2) each finger is basically two joints (the knuckle and the first joint), and the flex sensors give slightly different data if you’re flexing one, the other, or both, because both joint’s are not exactly the same, the sensor flexes differently at different places, etc etc. While this is not a perfect solution, it was the best we could do. There’s much more exotic options if people are up for it, but that would be an entirely different project (small strain gauges, fiber optics, emf/rf interference, etc etc)
what about the power supply? did you build your own power supply?
we are working on the similar project for our senior project now, wondering if you could help us out….
thanks
This is flippin’ awesome dude! I’m working on something similar and here you’ve done a proof of concept. Great job!
Hey, just placed a link to your project at my page.
Congrats on the project.
> we decided to translate from American English to American Sign Language
Shouldn’t that be “we decided to translate from American Sign Language to American English”?
Nice work, the project makes good sense to me (no need for the mute to have a translator around all the time.
thanks for the catch! project documentation is always the most valued, most rushed part of any project.
My brother is deaf, and this promises a tremendous improvement for the Deaf.
His wife has developed numerous ASL courses, and may be of significant development insight for you (without having to learn ASL, it does does take a while to learn, regular practice to retain).
They reside in W Va.
If they or I can be of assistance (no charge), please let me know.
This could be worth a Nobel prize my friend.
I wish I had more time to work on this, but unfortunately for now it’s just a side project. Apparently similar devices were made in the 90′s but never caught on commercially. I believe it’s definitely viable nowadays as a multifunction device: ASL users could use this for communication when needed, or to train others in ASL, or as a more general communication device, such as a novel user interface for a computer.
Hi,
A very innovative project done very elegantly in the most efficient possible way. I have always wondered if those FSRs have to be good for something else. You have provided the best possible motivation for me to create my own version. The ARM platform these days are more scalable with more RAM for real time signal processing and hence are more conducive for these types of applications.
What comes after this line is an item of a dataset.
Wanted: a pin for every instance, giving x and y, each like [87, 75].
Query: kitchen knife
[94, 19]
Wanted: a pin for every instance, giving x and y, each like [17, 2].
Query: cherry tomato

Thanks for sharing this with the rest of us. I am truly inspired!.
regards and best of luck,
Ananth
Check this out:
Jim Kramer’s Talking Glove (1990s)
http://www.stanford.edu/group/rrd/TTran/glove.html
amazing project!
How did you program the arduino board ? and interface the flex sensor?
Could the glove be adapted for animals? You know chimpanzees can perform ASL. In theory, they could “vocalize” their thoughts. Now that would interesting!
Of course! I imagine your thinking of the movie “Congo” or something, but this could totally be used for animals if it was adapted and the data retrained. While my implementation was a bit naive, a more modern device could be easily transferable.